Abstract
While structural network analysis consolidated the hypothesis of cerebral small vessel disease (SVD) being a disconnection syndrome, little is known about functional changes on the level of brain networks. In patients with genetically defined SVD (CADASIL,n= 41) and sporadic SVD (n= 46), we independently tested the hypothesis that functional networks change with SVD burden and mediate the effect of disease burden on cognitive performance, in particular slowing of processing speed. We further determined test-retest reliability of functional network measures in sporadic SVD patients participating in a high-frequency (monthly) serial imaging study (RUN DMC-InTENse, median: 8 MRIs per participant).
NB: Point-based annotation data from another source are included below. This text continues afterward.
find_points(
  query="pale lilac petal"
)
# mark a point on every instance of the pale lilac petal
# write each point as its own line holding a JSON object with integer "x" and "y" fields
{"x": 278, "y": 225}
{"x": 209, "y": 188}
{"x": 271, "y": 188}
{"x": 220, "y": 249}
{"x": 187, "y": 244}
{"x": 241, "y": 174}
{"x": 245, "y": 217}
Functional networks for the whole brain and major subsystems (i.e., default mode network, DMN;fronto-parietal task control network, FPCN;visual network, VN;hand somatosensory-motor network, HSMN) were constructed based on resting-state multi-band functional MRI. In CADASIL, global efficiency (a graph metric capturing network integration) of the DMN was lower in patients with high disease burden (standardized beta = -.44;p[corrected] = .035) and mediated the negative effect of disease burden on processing speed (indirect path: std. beta = -.20,p= .047;direct path: std. beta = -.19,p= .25;total effect: std. beta = -.39,p= .02). The corresponding analyses in sporadic SVD showed no effect. Intraclass correlations in the high-frequency serial MRI dataset of the sporadic SVD patients revealed poor test-retest reliability and analysis of individual variability suggested an influence of age, but not disease burden, on global efficiency. In conclusion, our results suggest that changes in functional connectivity networks mediate the effect of SVD-related brain damage on cognitive deficits. However, limited reliability of functional network measures, possibly due to age-related comorbidities, impedes the analysis in elderly SVD patients.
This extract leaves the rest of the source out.